Me encontraba a las cuatro al pie del ascensor para subir a la clínica, cuando el portero me puso en las manos un paquete envuelto en periódicos dentro de la misma bolsa que había dado a Paqui la noche anterior. Subí al ascensor diciéndome que no necesitaba abrirlo para saber qué contenía. Y cruzando con él por delante de mi enfermera lo puse en el suelo, detrás del sillón.
Dejé transcurrir varios minutos preguntándome a qué puerta acudir para que me saliesen las cosas bien. Y al decir a la enfermera que podía pasar el primer cliente aún no sabía a cuál. Porque, si era cierto que podía habérmela tirado en el Acuario o en la urbanización, también lo era, y sin la menor duda, que nunca accedería a volver a mi casa sin una soga de billetes atada al cuello. Y mi desesperación no llegaba a tanto. A mí no me iban a pasar recibo por cada polvo, ni ella ni ninguna. Y menos aún sabiendo que Feli la conocía. Bastante me había burlado de las otras, para que se carcajeasen a mis espaldas.
Atendí esa tarde las diversas mordeduras y escoriaciones que acudieron a mí en busca de remedio y, al abandonar la clínica, paseé de nuevo el paquete ante los ojos de la enfermera.
Abrí el contenedor de basuras y lo deslicé entre los envoltorios que se le habían anticipado. Cerré la tapa con la indiferencia de un enterrador y me alejé. Tanto mi pasado como mi futuro iban a viajar esa noche al incinerador.
Por un momento pensé hacer una pira con todas las reliquias del armario, quemándolas en el jardín. Completé la hoguera con las cartas de Vicky, a las que vi arder y esparcirse en el aire, y regresé a la urbanización.

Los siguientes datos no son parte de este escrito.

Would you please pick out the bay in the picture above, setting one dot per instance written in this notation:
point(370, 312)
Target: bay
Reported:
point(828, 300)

Todas las huellas de lo ocurrido en el santuario habían sido borradas por la limpiadora: las cartas sobre la mesa sin la compañía de los cafés, y el cortinón cubriendo los penes.
Maldije el instante en que se me ocurrió llevarla ante ellos, dejando pasar la ocasión de quitármela frente a los otros o en los sillones y, al ir hacia estos, vi la estufa. Y como la mujer había enrollado el cable en torno el aparato por primera vez en el invierno, lo conecté. Eso, y no dar señales de vida por mucho que pisé el interruptor, eran los únicos testigos de mi fracaso. Así que confiando en el silencio de todos, volví a meditar sobre la pira fúnebre.
Dejé de dar vueltas por la habitación y me senté.
Como siempre ocurría, mis manos se fueron hacia las cartas. Pero en esa ocasión con ánimo distinto, porque las cogí como quien finaliza la lectura de un libro que ya no ha de leer.
Me puse las gafas. Y al comprobar que el respaldo del sillón me producía sombras, lo ladeé. Era un testigo más, y me sumergí en la lectura.
Y fue cosa de azar, o de mala suerte, que mis ojos cayesen sobre aquella en que Vicky ofrecía su clítoris al otro Víctor, su novia del cuartel, como tapón de la colitis que padecía.
Leí la carta repetidas veces. Y diciéndome que era imaginación y no una pira lo que necesitaba, pensé en Antonia.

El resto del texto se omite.